Commonwealth Cable System
Since the late 1950’s vessels belonging to Submarine Cables Limited, the GPO and Cable and Wireless Limited – all London based – have helped to circle the earth with submarine telephone cables.
One of the cables involved is SEACOM – an extension of the trans-Atlantic and trans-Pacific cable systems – whose 7,070 mile length links Singapore, Sabah, Hong Kong, Guam, New Guinea and Australia. The section Guam-Australia has 160 voice circuits; the rest is of 80 voice circuits.
In Australia, SEACOM connects with COMPAC and CANTAT across the Pacific and North Atlantic, via Canada to the United Kingdom. Both the latter cables are of 80 voice circuits.
The Commonwealth system is a partnership between Britain, Canada, Australia, New Zealand, Malaysia and Singapore and of its £60-million cost, almost £24 million was provided by Cable and Wireless Ltd.
Within the confines of this article, it is impossible to deal adequately with the vast subject of submarine cables – and the part played by Thames-side.

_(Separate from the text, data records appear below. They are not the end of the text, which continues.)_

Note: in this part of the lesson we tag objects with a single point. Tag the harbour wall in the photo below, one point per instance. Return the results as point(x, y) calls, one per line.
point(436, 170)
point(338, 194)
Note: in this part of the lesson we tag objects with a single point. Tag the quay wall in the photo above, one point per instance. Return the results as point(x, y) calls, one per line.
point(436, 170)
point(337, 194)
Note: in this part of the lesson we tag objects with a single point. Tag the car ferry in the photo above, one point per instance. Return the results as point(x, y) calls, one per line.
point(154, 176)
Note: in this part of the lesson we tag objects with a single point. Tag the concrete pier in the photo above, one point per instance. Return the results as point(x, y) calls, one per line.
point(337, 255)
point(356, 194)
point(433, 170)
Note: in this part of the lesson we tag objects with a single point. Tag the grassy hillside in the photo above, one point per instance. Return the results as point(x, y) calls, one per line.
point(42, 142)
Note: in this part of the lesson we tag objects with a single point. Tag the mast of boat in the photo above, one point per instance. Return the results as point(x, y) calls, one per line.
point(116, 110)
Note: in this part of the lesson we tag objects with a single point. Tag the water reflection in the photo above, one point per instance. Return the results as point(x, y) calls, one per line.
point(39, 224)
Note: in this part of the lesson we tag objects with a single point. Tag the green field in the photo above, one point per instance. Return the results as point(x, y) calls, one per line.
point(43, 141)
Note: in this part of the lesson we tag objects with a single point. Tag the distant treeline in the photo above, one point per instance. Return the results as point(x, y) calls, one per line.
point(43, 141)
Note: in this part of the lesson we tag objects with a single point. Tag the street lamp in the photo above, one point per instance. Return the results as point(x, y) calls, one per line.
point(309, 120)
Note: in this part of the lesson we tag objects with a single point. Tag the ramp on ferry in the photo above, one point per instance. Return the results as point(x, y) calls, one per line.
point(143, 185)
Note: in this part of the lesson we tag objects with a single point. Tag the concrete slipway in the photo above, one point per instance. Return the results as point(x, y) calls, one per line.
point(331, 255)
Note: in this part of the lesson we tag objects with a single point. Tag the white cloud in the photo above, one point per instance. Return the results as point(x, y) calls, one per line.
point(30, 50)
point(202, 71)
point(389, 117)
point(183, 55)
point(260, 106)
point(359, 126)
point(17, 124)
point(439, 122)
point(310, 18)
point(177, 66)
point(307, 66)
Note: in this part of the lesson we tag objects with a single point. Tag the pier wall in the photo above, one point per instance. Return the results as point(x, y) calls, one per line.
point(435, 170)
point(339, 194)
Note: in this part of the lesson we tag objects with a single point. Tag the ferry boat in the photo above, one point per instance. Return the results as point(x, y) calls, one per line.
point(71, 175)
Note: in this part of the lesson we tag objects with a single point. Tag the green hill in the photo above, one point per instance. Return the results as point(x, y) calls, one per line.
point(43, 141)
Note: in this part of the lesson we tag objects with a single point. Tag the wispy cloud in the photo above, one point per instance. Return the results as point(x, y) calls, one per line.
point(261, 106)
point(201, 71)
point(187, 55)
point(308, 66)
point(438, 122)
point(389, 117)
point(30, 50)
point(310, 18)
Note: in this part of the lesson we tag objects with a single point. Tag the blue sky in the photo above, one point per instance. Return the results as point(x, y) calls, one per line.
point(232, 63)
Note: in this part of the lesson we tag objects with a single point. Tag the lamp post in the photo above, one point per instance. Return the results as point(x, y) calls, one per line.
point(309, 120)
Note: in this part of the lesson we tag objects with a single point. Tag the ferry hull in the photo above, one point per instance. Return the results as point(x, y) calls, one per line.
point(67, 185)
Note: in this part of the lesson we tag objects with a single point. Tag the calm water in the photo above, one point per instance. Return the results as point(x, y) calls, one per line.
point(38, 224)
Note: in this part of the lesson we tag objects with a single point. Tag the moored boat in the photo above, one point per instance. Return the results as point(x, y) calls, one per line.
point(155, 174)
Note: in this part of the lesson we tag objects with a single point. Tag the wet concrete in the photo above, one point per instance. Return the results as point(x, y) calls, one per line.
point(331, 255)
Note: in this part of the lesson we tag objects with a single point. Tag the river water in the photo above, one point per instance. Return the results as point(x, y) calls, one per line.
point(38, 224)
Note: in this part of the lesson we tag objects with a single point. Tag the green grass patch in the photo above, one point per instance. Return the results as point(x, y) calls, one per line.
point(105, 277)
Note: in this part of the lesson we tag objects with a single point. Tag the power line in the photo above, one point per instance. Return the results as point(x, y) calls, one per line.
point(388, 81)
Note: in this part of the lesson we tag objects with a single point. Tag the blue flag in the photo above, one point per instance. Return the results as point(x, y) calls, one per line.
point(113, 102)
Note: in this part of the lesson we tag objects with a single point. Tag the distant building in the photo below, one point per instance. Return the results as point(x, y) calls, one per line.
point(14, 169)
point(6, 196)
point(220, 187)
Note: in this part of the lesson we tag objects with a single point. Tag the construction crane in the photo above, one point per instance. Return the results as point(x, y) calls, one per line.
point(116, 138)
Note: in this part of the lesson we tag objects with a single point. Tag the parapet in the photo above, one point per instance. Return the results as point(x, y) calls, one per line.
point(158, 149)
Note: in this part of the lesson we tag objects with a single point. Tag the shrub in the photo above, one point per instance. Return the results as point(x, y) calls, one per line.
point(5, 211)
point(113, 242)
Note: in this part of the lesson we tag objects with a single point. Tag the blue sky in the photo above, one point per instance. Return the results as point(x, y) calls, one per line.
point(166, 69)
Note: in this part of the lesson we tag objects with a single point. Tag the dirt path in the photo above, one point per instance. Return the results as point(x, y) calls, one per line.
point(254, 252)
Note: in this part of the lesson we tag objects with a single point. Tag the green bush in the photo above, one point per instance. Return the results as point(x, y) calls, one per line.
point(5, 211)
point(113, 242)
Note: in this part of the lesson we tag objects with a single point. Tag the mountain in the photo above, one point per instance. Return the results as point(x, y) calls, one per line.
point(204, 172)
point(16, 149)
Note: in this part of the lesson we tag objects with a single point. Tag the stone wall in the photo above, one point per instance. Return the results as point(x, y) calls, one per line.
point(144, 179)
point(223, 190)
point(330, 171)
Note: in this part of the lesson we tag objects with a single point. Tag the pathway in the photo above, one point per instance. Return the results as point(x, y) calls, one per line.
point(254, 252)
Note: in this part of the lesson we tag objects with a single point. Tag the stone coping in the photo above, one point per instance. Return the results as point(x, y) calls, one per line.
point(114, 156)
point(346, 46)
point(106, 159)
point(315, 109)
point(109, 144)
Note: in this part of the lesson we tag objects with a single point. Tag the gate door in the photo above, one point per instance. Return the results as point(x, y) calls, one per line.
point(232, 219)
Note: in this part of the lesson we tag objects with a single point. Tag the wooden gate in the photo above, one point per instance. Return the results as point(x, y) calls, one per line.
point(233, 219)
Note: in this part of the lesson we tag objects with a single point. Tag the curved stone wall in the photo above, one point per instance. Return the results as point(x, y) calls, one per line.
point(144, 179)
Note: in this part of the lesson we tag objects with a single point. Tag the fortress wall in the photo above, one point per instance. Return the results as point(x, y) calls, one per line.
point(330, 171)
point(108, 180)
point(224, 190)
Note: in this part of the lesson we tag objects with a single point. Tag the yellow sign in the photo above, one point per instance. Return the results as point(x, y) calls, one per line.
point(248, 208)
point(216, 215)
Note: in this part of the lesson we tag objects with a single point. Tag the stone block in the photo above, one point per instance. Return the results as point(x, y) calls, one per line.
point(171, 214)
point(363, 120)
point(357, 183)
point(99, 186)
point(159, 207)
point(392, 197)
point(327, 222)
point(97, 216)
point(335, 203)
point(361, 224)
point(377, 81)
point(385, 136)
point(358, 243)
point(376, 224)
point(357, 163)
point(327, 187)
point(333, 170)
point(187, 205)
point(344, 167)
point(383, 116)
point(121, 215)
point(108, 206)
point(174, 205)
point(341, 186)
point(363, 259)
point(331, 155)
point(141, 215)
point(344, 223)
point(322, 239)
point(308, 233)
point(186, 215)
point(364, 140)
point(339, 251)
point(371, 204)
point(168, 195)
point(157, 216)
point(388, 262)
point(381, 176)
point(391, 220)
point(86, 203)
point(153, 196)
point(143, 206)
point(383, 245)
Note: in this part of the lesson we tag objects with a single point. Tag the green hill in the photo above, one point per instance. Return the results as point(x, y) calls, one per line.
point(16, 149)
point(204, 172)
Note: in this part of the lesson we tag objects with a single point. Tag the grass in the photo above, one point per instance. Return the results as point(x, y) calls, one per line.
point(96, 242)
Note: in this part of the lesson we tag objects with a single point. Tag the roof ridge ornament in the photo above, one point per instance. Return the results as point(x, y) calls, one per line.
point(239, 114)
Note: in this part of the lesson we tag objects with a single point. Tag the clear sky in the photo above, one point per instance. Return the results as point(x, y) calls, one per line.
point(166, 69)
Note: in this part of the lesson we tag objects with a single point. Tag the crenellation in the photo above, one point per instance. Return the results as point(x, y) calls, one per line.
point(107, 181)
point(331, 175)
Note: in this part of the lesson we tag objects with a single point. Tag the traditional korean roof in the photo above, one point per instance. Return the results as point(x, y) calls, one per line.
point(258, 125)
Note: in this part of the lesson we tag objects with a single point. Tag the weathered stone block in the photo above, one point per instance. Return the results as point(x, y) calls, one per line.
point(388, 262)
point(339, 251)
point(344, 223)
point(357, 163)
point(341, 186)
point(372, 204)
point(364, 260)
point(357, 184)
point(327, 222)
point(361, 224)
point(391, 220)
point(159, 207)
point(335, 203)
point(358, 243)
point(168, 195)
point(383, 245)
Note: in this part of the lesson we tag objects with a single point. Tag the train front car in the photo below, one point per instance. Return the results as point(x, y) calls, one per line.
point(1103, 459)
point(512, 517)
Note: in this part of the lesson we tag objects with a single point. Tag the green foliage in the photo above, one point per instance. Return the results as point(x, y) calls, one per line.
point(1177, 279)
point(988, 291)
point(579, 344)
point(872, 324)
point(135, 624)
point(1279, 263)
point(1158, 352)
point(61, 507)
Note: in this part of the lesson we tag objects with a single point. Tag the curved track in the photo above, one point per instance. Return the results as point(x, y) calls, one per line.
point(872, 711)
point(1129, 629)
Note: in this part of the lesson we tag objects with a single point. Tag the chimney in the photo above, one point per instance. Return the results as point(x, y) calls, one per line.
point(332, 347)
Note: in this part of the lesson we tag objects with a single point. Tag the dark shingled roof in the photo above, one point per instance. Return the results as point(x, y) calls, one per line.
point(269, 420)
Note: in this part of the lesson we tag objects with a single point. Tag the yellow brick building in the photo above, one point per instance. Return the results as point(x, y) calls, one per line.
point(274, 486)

It is a bit like Baked Alaska – turn the heat on and it won’t stop rising.
Perhaps the best way to conclude is to remember that when you ‘phoned, telexed or telegraphed your messages to friends and relatives abroad over Christmas, it is in large part thanks to the men of Thames-side that a communications system existed to carry them. ‘
The author is grateful to Messrs. Baglehole, Slape and Miller of Cable and Wireless Ltd. , all of whom helped considerably in the preparation of this article.
(1) Glass Elliott first operated on Morden Wharf, but soon moved to Enderby’s
(2) The Enderby site was always the most important in submarine cable making but cable was also made at Johnson & Phillips (Charlton), Siemens (Woolwich), Henleys (North Woolwich and Northfleet), Callenders (Erith) etc
(3) the famous sign painted on the wharf wall to mark the launch site of the Great Eastern disappeared in the 1990s. There have been efforts to reproduce it. There is however a small exhibition on the riverside.
(4) The John W.McKay lay alongside Enderby’s for many years as a relic of cable laying days. Eventually she rusted away and was taken to Scotland to be broken up.
And thanks to PLA for consent to reproduce this – and to Sally Maschiter in particular.